Naturally, Besl is also drawn to objects, often lost and forgotten or cast-aside objects that she finds beauty in. And she stores these found objects, sometimes for years, until their time comes to be resuscitated, transformed by Besl into works of art so that others will see their beauty, too.
She began embellishing vintage teapots with found charms, costume jewelry and more to create Specialteas By Betsy (she loves that they represent a combination of home, family, comfort and art).
She creates tiny sculptural mushrooms, replete with miniature creatures, insects or other details (“I’m just a sucker for cuteness,” Besl says. “I love anthropomorphic animals, fruits, vegetables, cute little faces and expressions. They are so happy and joyful.”) She launched Mi She-Bei-Rocks, found stones she handpaints and embellishes with Jewish symbolism in honor of the Mi Shebeirach, a Hebrew blessing often recited for people who are ill.
Most recently, she found a new use for her collections of thousands of trinkets — chanukiyot. Kitschy little figurines, salt and pepper shakers, miniature porcelain doll shoes, watches — in Besl’s hands, all is fairgame. They are whimsical and adorable, but this project has extra meaning for Besl.
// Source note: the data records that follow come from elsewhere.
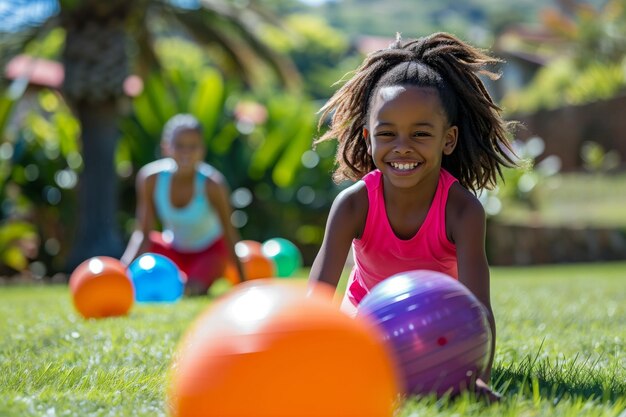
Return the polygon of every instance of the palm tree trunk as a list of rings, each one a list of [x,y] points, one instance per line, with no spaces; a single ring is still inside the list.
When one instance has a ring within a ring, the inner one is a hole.
[[[117,175],[114,161],[119,139],[114,100],[81,102],[76,108],[82,126],[84,169],[78,188],[78,228],[68,271],[92,256],[119,257],[123,242],[117,222]]]

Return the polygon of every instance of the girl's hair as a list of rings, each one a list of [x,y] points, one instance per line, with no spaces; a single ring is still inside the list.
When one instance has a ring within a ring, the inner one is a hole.
[[[161,142],[171,145],[172,141],[180,132],[184,130],[195,130],[202,134],[202,125],[195,116],[188,113],[179,113],[172,116],[163,126]]]
[[[387,49],[367,56],[354,76],[322,107],[318,128],[332,114],[331,124],[315,144],[337,139],[336,181],[358,180],[376,167],[367,153],[363,127],[375,91],[385,86],[435,88],[450,125],[459,136],[455,150],[444,155],[442,167],[466,188],[493,188],[501,166],[515,166],[508,140],[511,122],[502,120],[478,74],[497,79],[485,67],[502,62],[447,33],[402,42],[400,35]]]

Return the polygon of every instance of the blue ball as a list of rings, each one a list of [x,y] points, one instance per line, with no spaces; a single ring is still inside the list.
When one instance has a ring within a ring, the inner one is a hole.
[[[185,289],[185,281],[176,264],[156,253],[144,253],[128,267],[135,286],[137,302],[178,301]]]

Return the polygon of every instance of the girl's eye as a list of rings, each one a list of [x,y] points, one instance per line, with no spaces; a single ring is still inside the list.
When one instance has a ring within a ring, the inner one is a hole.
[[[423,138],[423,137],[431,136],[431,134],[429,132],[415,132],[413,133],[413,136]]]

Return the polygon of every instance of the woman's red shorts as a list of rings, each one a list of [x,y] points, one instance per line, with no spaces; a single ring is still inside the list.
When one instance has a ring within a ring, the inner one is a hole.
[[[150,232],[148,252],[168,257],[187,275],[188,282],[204,284],[207,288],[217,278],[224,276],[229,256],[224,238],[197,252],[181,252],[165,242],[161,233],[155,231]]]

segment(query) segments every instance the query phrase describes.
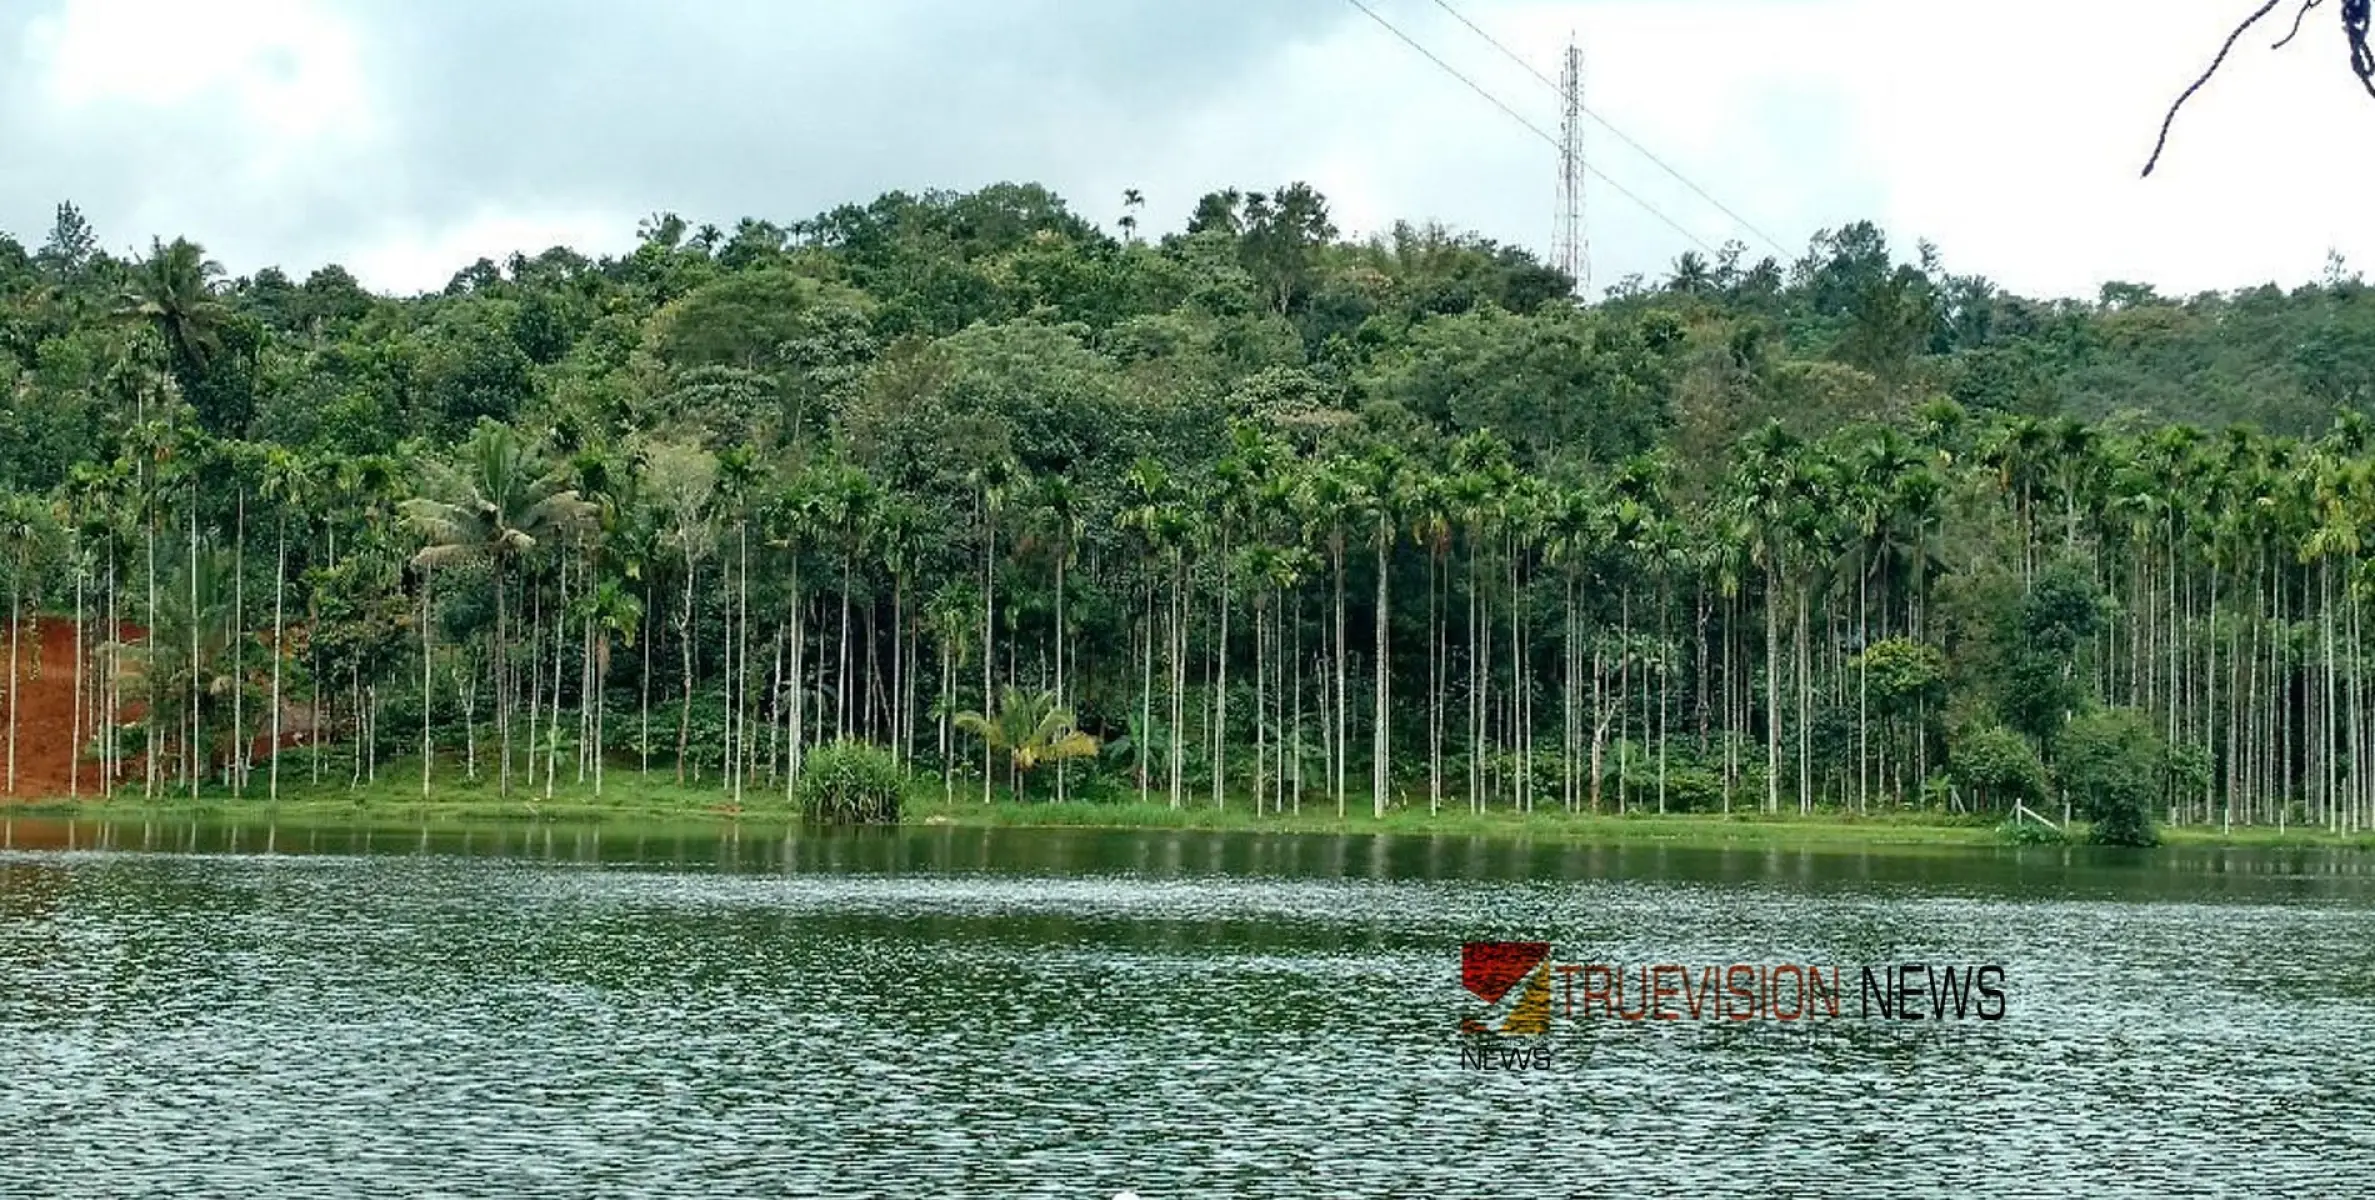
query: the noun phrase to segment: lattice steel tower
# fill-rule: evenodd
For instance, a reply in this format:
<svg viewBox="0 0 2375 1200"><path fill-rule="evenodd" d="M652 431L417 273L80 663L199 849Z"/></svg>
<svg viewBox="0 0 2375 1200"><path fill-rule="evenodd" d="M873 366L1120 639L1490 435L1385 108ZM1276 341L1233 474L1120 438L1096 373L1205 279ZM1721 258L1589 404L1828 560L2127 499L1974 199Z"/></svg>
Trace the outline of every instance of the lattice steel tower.
<svg viewBox="0 0 2375 1200"><path fill-rule="evenodd" d="M1567 37L1559 72L1559 224L1551 257L1575 281L1575 294L1592 290L1592 244L1583 229L1583 51Z"/></svg>

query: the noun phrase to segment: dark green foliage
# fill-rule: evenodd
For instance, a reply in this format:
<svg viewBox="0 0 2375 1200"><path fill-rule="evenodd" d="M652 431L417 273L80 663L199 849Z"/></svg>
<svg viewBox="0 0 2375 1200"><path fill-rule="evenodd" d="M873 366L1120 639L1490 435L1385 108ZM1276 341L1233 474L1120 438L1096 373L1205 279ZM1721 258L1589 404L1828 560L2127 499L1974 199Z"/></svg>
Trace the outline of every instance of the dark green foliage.
<svg viewBox="0 0 2375 1200"><path fill-rule="evenodd" d="M1908 638L1874 642L1857 658L1864 686L1882 713L1912 711L1946 698L1946 655L1936 646Z"/></svg>
<svg viewBox="0 0 2375 1200"><path fill-rule="evenodd" d="M2045 802L2045 765L2037 760L2036 747L2000 725L1955 738L1952 765L1955 781L1983 810Z"/></svg>
<svg viewBox="0 0 2375 1200"><path fill-rule="evenodd" d="M2060 830L2035 821L2006 821L1996 826L1996 835L2015 846L2059 846L2070 840Z"/></svg>
<svg viewBox="0 0 2375 1200"><path fill-rule="evenodd" d="M2037 576L2020 609L2023 640L2052 654L2068 654L2101 627L2103 590L2083 567L2060 563Z"/></svg>
<svg viewBox="0 0 2375 1200"><path fill-rule="evenodd" d="M801 815L833 825L896 825L907 772L888 749L840 741L808 752L794 785Z"/></svg>
<svg viewBox="0 0 2375 1200"><path fill-rule="evenodd" d="M2160 841L2152 811L2169 787L2169 747L2145 714L2115 708L2073 718L2054 739L2054 774L2106 846Z"/></svg>
<svg viewBox="0 0 2375 1200"><path fill-rule="evenodd" d="M0 238L0 491L77 535L25 603L233 585L190 674L253 703L140 731L183 763L277 666L359 774L468 743L538 792L774 794L844 736L979 789L943 720L1013 688L1108 747L1031 772L1067 798L2000 811L2099 773L2064 723L2109 703L2174 743L2154 811L2375 823L2375 289L2338 261L2037 301L1857 223L1576 303L1473 235L1344 241L1302 185L1184 231L1118 199L655 213L410 298L62 209ZM423 557L423 499L469 536Z"/></svg>

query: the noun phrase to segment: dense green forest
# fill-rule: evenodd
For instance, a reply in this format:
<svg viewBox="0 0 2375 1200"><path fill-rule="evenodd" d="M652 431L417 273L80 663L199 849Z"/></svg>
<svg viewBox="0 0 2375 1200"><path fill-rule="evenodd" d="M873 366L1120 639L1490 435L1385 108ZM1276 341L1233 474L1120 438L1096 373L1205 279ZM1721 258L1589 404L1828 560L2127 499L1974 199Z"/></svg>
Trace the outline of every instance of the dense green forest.
<svg viewBox="0 0 2375 1200"><path fill-rule="evenodd" d="M1114 207L660 215L410 298L0 236L75 787L739 798L855 738L984 797L2375 817L2338 260L2039 301L1856 224L1579 305L1300 184Z"/></svg>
Four years ago, Besl was diagnosed with myasthenia gravis and associated thoracic cancer, putting an end to her 18-year career at Temple Israel. “My whole world was the kids and the families and teaching,” Besl says. “I missed being in a Jewish environment, interacting creatively with children. I wanted to find a way to stay in touch with some aspect of Judaism and the playfulness of being with children. And I wanted to make something that wasn’t only pretty, but useful.
“Most Jewish holidays have a serious undertone, which is important. But I wanted to bring out the joyfulness, too,” she says. “With the chanukiyot, I found a way to stay in touch with some aspect of carrying on Judaism. A mom bought a tea set chanukiah for her one-year-old’s first Chanukah, and another bought the “Time” chanukiah for her son at college. People have bought them for their teenage children, who I taught at temple when they were age 3.
“I felt a loss when I couldn’t meet the new incoming families at the temple and in our community. Even though I don’t meet the families in person [for health precautions], I’ve gotten to connect with new families.”
Besl has a favorite quote from Mr. Rogers, which she says helped her find her direction: “All I know to do is to light the candle that has been given to me.”
“All I’ve ever known is to create things with an almost childlike vision,” Besl says. “I thought, ‘You don’t paint landscapes and portraits. All you can do is continue doing what you’ve been given and shine brightly.’ Perfect for Chanukah.”